The question now is do we really need a priest, "can't I confess to God privately and directly?" Certainly we can pray to God and receive the cleansing. Don't we repeat though often without thinking about the implication when we pray, "Forgive us our trespasses as we forgive those who trespass against us!" Many of us may not be fully assured of forgiveness(?) There may be a doubt whether one is forgiven. Someone who knows us fairly intimately and be with us when ewe communicate with god in His all knowing presence, we are much more assured of forgiveness and of cleansing. The priest DOES NOT FORGIVE OUR SINS. (He is not God.)

It is Christ who is present and forgives our sins. It has been found from experience of saintly persons and other ordinary Christians that it is far more effective to confess aloud to God before a priest and benefit from his guidance and counsel. This not as easy as we think. It takes courage, humility and openness to confess so that God may bring about the cleansing and accept us into. His glorious embrace restoring our son-ship and the divine image in us.

There are two kinds of confessions in the Orthodox Church., private confession by communing with God (praying and uttering, "Lord Jesus, Son of God have mercy on me a sinner." and any other form of prayer, and the second is the sacramental confession?
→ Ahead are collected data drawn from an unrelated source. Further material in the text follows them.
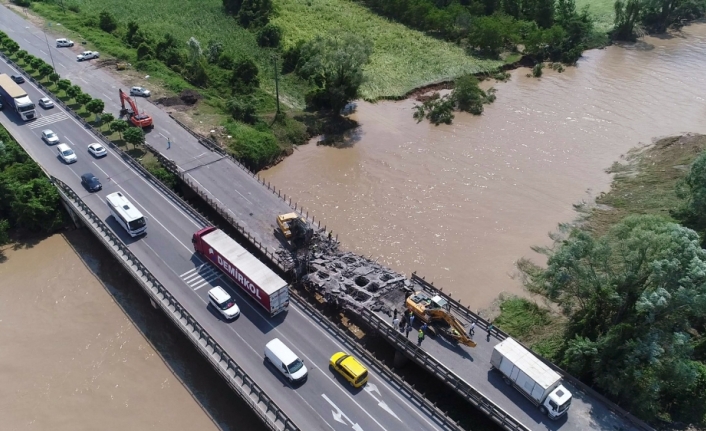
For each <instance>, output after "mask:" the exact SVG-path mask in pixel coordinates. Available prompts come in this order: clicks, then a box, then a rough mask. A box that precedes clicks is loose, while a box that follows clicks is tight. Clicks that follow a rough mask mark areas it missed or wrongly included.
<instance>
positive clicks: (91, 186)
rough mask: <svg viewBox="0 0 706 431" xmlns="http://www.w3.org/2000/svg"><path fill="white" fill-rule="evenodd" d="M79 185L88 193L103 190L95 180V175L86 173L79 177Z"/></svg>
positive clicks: (95, 180) (97, 181)
mask: <svg viewBox="0 0 706 431" xmlns="http://www.w3.org/2000/svg"><path fill="white" fill-rule="evenodd" d="M81 184H82V185H83V186H84V187H85V188H86V190H88V191H89V192H97V191H98V190H102V189H103V185H102V184H101V182H100V181H99V180H98V178H96V176H95V175H93V174H92V173H90V172H88V173H86V174H83V175H81Z"/></svg>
In the Roman Catholic Church there is only the sacramental confession, (There may also be 'general confession')

Among the Protestants there is confession by prayer (public or private); The Orthodox Church has both. and thus avoids extremes. In the case of grave sins (adultery, apostasy, disobedience, murder etc) private prayer has to be supplemented by sacramental confession. The Orthodox Church stipulates that even lighter sins have to be confessed before a priest witness at least once a year. Now a days Orthodox Christians have abused this privilege and 'go to confession' not for cleansing of the soul but for other reasons (attending the general body meeting is one important reason) The most terrible abuse that has crept in the life of the orthodox Christian is the demand for absolution, without contrition, repentance and with out a tinge of tears. Just a mechanical means of being forgiven. Either this practice has to be stopped or the faithful have to be taught how to prepare for receiving the Holy Communion as this includes confession.

Because of these abuses as St. Paul tells the Corinthian Church, " Many are sick, some are dead" and there is no life in us. This is the most serious illness that has befallen on the Orthodox Church and we see the result in our present day church life. Allow the Holy Spirit to work in us, warm us, and wake us up. Do as the Ninevites did in olden times. Then we will shine as lamps lit by the Light that lightens the whole universe.

The priest as the leader of the community of the faithful helps to bring about reconciliation with our brethren while private prayer may bring reconciliation with God. Whatever way we get inner cleanliness (purity of heart) it must be followed up by receiving the Holy Communion "for the remission of debts and the forgiveness of sins"

Listen next time you attend the Holy Qurbana, and listen how many times the priest uses this formula. Since this is the Sacrament by which our sins are forgiven and are washed in the precious blood of the Lamb.

The beauty of the sacramental confession is expressed in a Russian prayer of absolution It portrays the role of the priest as that of a witness rather than that of a judge.

"Behold, my child, Christ stands here invisibly and receives your confession. Therefore do not be ashamed or be afraid, and hide nothing from me; but tell me without hesitation all the things you have done and so you will have pardon from our Lord Jesus Christ. See his holy image is before us, and I am only a witness, bearing testimony before him of all the things you have to say to me. But if you hide anything from me, you will have greater sin. Take care then, lest having come to a physician, you depart unhealed."